Maybe not. But being made in God's image, that verse in Genesis, does cause us to wonder. It doesn't mean we look like God! It doesn't mean that we are all-powerful over the rest of the world and can do as we like without consequence.
Is this verse about power and authority, or is it about humility and responsibility?
Here modern science, rather than threatening or arguing against the truth of scripture, has shown us its true meaning, especially the responsibility we have to be good stewards of creation.
Because having "dominion" over the earth, as Genesis puts it, is not having free rein over the earth, using it and abusing it. The image for the people of the Bible was of a shepherd having dominion over his sheep: caring for them, knowing them by name, putting their needs above his own, even laying down his life for them. Environmental science today urges us to think about our lifestyles, the resources we consume, the effect it has on the world, and how even small changes can produce major benefits.
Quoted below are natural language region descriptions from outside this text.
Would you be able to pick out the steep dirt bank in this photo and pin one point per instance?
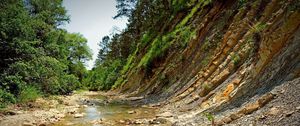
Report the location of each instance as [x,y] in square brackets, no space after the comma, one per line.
[242,50]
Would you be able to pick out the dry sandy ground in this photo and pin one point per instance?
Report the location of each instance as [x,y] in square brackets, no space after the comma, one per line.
[44,111]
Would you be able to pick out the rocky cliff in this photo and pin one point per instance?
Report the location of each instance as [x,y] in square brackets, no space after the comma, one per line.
[236,58]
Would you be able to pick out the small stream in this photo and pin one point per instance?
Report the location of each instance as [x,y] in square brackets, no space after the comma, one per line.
[114,114]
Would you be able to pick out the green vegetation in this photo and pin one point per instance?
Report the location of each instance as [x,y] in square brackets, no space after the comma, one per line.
[210,118]
[150,34]
[38,58]
[236,59]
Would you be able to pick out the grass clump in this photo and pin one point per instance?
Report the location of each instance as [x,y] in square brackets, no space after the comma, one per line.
[29,94]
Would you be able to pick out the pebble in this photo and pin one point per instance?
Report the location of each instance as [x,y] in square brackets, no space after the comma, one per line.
[166,114]
[78,115]
[131,112]
[27,124]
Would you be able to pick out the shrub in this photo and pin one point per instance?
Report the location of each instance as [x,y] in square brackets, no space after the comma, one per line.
[29,94]
[6,98]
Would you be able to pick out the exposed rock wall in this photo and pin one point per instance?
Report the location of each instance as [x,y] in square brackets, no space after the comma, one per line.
[240,53]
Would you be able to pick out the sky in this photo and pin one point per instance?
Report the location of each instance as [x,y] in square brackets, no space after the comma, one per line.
[93,19]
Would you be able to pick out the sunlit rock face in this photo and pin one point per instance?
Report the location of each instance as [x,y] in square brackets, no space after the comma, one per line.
[241,51]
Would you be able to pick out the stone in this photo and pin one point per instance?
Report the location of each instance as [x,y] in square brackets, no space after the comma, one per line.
[289,113]
[166,114]
[78,115]
[273,111]
[122,121]
[131,112]
[27,124]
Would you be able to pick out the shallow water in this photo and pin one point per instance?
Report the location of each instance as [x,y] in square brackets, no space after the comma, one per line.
[111,114]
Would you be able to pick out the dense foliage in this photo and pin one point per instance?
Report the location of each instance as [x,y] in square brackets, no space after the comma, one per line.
[154,27]
[37,56]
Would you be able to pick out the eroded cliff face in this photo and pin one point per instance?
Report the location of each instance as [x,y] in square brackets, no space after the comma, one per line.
[240,52]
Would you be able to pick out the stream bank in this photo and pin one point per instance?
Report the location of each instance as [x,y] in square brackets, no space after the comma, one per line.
[81,108]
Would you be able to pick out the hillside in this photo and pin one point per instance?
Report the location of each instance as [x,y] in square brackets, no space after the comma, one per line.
[178,62]
[219,57]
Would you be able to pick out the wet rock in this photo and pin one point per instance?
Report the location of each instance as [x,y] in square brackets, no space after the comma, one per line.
[100,121]
[289,113]
[273,111]
[131,112]
[122,121]
[42,124]
[27,124]
[166,114]
[78,115]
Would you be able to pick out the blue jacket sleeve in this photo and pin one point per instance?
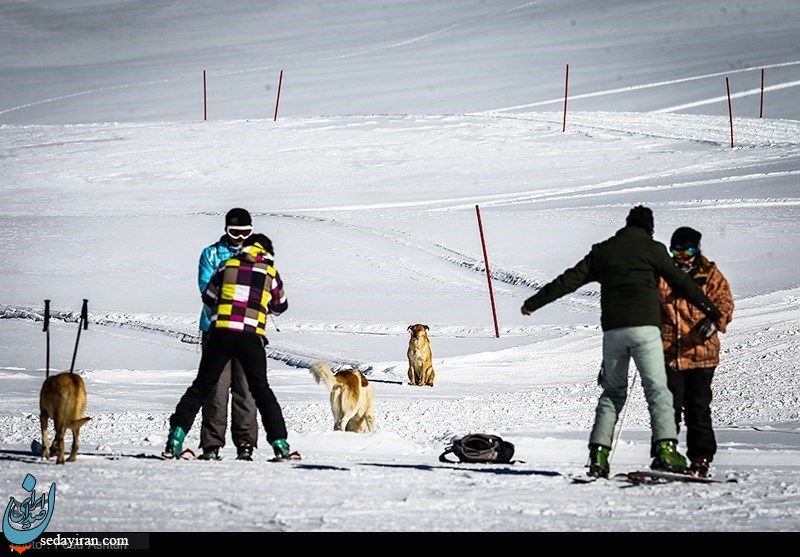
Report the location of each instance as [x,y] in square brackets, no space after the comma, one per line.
[209,260]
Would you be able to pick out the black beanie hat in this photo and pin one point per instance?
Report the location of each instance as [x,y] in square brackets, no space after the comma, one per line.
[642,217]
[238,217]
[685,237]
[262,239]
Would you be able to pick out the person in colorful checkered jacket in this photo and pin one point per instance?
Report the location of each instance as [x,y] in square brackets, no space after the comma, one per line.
[232,384]
[241,294]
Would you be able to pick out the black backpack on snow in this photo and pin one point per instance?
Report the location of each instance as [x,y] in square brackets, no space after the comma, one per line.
[479,447]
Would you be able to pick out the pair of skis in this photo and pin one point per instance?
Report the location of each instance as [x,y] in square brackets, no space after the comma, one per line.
[654,476]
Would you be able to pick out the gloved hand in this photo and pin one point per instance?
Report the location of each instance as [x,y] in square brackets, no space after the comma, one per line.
[705,328]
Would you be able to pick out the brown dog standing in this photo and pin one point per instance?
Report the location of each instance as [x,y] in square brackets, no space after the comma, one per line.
[63,400]
[420,359]
[352,400]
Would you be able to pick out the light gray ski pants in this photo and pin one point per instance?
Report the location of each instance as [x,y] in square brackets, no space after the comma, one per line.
[643,344]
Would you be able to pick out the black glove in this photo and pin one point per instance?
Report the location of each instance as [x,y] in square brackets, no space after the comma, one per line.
[705,328]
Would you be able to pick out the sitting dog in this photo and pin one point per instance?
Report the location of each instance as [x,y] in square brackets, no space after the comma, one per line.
[420,359]
[63,400]
[352,401]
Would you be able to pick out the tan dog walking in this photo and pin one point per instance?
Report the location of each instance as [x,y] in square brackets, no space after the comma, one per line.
[63,400]
[352,400]
[420,359]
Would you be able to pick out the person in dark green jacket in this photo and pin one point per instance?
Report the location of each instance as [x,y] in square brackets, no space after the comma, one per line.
[628,266]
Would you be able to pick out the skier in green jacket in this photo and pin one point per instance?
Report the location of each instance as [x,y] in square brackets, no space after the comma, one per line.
[628,266]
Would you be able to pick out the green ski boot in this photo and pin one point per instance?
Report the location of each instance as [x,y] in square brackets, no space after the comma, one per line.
[174,443]
[598,461]
[668,458]
[281,449]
If ever science and scripture were preaching the same sermon, this is it.
But Jesus would also have us think about stewardship also in terms of our human environment, what it means to love our neighbor as our self. Jesus would have us think in these terms about being made in God's image, that more than anything it means striving to be like him, not dominating but serving, not controlling but loving, not grasping but giving, not fearing but trusting.
Exactly what does it mean today to be made in the image of God? I wonder if it doesn't mean approaching our lives, our environmental challenges, our time on this earth in a very different way. I wonder if it doesn't mean seeing ourselves as partners in God's creation, not people just wanting what we want but neighbors who are willing to keep our needs small and our lists short.
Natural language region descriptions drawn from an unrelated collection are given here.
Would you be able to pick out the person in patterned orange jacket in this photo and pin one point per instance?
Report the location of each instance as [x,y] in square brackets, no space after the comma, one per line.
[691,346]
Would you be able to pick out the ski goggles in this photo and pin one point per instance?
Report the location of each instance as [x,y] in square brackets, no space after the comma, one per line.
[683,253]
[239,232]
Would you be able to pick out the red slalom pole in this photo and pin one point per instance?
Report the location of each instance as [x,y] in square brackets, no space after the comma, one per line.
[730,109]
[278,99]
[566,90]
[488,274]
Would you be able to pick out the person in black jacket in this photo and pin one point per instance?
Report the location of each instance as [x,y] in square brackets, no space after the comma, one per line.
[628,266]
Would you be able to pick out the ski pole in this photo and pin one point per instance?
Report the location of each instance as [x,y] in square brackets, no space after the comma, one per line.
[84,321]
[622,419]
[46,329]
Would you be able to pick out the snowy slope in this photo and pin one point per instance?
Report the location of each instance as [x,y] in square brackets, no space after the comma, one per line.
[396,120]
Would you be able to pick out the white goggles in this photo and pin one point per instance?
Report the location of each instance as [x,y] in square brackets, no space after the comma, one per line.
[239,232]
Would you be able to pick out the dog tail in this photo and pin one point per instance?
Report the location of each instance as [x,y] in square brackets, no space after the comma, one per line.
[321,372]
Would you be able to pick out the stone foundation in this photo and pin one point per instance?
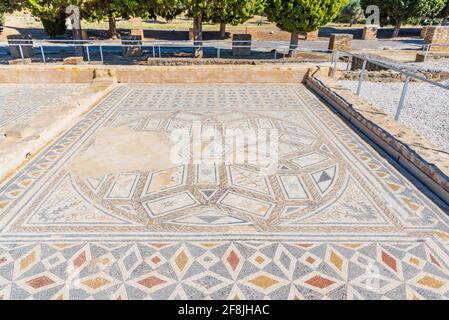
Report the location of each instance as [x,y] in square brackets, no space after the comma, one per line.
[133,45]
[340,41]
[438,35]
[310,36]
[425,161]
[370,33]
[27,46]
[73,60]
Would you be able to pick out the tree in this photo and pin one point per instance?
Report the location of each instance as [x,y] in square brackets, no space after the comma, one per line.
[297,16]
[444,14]
[233,12]
[98,10]
[52,14]
[351,13]
[397,12]
[9,6]
[196,9]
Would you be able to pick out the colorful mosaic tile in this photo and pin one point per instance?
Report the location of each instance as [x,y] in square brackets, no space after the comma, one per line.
[334,221]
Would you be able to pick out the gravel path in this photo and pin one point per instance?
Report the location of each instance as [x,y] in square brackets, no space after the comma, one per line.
[442,64]
[426,108]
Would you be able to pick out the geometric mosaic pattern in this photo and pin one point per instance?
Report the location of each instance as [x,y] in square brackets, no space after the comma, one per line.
[223,270]
[20,102]
[334,221]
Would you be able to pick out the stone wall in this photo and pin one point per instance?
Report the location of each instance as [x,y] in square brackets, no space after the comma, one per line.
[241,44]
[437,35]
[340,41]
[310,36]
[286,73]
[369,33]
[26,43]
[411,151]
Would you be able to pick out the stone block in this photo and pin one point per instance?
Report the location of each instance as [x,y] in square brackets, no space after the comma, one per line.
[423,32]
[138,32]
[357,63]
[419,57]
[73,60]
[17,41]
[340,41]
[310,36]
[19,61]
[241,44]
[437,35]
[369,33]
[132,46]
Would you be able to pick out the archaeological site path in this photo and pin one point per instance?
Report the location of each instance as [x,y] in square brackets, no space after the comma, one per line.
[96,214]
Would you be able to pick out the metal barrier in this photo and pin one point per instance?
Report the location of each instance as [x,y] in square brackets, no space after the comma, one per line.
[426,48]
[408,76]
[156,45]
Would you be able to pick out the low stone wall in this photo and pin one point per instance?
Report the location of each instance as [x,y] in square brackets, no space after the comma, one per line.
[390,76]
[267,73]
[369,33]
[425,161]
[340,41]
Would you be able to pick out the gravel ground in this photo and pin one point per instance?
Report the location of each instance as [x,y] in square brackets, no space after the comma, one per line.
[426,108]
[442,64]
I wonder if it doesn't mean being as creative as we can be, looking around us, up to the sky, out to the sea, and valuing how beautiful our world is, then taking next steps and finding new ways to be gentle with the earth, sharing our God-given creativity in modifying our lifestyles, letting the Holy Spirit work in us in this way?
I wonder if when we read Genesis 1:27-28 -- So God created humankind in his image -- we might not put a post-it note next to those verses to remind us to turn to Mark 10:43-44 -- that it's Jesus who interprets for us what it means today to be made in God's image.
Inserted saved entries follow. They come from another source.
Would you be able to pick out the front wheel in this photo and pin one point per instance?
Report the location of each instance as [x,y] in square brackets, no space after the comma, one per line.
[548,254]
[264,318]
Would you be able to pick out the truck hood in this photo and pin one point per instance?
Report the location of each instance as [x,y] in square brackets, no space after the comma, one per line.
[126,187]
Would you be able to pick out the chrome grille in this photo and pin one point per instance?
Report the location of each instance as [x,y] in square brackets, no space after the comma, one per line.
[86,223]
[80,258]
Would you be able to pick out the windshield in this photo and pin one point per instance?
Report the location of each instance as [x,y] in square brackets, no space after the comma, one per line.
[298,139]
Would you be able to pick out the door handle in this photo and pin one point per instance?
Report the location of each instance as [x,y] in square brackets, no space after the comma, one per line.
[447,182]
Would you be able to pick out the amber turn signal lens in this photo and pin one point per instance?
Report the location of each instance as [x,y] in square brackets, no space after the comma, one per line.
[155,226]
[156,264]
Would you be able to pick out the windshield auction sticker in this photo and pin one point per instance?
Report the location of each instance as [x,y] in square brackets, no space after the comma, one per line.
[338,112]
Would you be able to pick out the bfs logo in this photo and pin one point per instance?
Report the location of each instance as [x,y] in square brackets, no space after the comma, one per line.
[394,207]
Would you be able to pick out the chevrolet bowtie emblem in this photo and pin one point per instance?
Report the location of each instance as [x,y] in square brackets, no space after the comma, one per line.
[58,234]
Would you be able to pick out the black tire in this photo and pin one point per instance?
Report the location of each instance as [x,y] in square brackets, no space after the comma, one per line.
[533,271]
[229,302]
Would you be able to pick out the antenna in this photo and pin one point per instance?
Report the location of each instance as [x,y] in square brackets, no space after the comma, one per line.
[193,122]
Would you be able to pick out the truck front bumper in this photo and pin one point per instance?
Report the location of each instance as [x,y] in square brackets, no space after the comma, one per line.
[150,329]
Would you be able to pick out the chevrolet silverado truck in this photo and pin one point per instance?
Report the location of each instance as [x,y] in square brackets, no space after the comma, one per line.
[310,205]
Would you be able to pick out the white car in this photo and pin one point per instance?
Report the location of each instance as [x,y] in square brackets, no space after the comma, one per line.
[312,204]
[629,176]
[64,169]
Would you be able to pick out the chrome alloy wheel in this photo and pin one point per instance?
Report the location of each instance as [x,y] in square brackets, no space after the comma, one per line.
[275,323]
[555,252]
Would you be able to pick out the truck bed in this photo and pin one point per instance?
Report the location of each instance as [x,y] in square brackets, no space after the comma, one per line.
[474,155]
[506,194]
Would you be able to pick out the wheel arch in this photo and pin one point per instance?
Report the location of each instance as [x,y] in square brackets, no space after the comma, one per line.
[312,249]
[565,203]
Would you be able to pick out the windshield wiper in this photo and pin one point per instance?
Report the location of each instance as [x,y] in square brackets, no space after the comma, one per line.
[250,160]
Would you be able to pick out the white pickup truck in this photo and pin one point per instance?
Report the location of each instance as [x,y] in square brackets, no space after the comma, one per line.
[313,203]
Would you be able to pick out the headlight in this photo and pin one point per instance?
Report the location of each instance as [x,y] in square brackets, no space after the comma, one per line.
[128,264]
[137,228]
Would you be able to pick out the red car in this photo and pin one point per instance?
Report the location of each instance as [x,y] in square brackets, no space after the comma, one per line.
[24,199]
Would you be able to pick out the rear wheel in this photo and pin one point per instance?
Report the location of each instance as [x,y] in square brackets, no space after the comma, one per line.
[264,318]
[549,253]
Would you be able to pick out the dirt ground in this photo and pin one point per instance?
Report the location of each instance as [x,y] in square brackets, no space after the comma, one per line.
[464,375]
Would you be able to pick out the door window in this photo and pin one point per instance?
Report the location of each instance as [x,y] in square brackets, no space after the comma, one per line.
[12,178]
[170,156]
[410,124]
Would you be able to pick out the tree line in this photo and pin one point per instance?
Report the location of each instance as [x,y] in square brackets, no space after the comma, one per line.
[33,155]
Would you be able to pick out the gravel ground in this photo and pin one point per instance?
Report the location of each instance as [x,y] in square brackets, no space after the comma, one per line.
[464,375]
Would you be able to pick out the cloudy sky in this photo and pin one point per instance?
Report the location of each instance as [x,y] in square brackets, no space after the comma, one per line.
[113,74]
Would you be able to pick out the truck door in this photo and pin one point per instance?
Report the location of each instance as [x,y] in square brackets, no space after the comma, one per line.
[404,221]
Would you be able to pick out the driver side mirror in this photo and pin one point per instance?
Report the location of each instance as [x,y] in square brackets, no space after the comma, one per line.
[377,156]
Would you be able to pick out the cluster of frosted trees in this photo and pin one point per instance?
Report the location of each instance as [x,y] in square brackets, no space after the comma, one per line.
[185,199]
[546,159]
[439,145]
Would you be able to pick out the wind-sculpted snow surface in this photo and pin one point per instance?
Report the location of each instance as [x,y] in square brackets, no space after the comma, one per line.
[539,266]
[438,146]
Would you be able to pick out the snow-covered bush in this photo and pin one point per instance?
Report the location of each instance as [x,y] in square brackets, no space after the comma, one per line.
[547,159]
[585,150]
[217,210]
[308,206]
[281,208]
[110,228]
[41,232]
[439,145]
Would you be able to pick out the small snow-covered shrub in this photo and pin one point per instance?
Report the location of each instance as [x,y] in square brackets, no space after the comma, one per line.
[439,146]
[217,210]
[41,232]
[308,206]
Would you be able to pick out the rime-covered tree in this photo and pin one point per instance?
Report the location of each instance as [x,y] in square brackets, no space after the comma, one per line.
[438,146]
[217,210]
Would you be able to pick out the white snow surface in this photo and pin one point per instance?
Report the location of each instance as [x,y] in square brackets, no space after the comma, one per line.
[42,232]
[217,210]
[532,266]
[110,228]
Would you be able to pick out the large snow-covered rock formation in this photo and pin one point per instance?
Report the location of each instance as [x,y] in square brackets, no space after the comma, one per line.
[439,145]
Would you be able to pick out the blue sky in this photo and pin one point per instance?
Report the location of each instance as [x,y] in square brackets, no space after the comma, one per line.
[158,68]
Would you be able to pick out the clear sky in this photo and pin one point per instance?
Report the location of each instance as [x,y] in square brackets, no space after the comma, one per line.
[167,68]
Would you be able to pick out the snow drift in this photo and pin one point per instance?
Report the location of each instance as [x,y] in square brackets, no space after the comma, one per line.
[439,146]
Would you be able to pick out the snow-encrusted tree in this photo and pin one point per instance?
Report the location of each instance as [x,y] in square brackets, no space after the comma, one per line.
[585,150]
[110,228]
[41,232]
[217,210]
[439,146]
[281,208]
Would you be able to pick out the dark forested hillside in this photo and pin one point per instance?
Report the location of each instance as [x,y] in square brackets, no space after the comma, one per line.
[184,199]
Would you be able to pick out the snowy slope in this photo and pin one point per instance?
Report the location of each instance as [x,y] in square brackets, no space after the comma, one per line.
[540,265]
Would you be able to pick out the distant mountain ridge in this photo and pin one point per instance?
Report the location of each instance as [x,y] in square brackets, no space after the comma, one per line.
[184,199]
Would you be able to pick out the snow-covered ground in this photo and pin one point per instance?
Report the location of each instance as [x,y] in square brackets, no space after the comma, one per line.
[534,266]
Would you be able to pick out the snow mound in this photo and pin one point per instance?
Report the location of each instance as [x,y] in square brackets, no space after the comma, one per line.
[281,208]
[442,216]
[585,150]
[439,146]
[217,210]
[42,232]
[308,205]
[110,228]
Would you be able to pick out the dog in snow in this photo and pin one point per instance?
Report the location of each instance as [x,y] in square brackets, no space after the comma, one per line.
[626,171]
In that passage we see Jesus' disciples fussing, arguing among themselves about what they thought was most important: themselves! Their status! Who was in the inner circle, who mattered most to Jesus, who could sit beside him in his glory?
Today we might point out a person we believe is a Christian, but then another person we're sure is a really good Christian, so who sits near Jesus is still a popular topic. Mark's Gospel would suggest that Jesus tends to overhear conversations like this, that he sees them as teachable moments for disciples.
He points out that the Gentiles, those who don't know about God, like to put people in categories, maybe a pyramid -- the most powerful at the top, with everyone else stacked in layers of descending status.
But Jesus teaches that his disciples should see things differently, turning the pyramid upside down. Because God's way inverts humanity's ways. God rules with love. God gives freedom; God grants responsibility; God celebrates creativity; God bestows grace. Therefore, Jesus said to the followers he loved, whoever wishes to be great among you must be your servant, and whoever wishes to be first among you must be slave of all.
We can imagine that when Jesus spoke those words it got very quiet. Maybe when it did, the disciples heard the birds singing.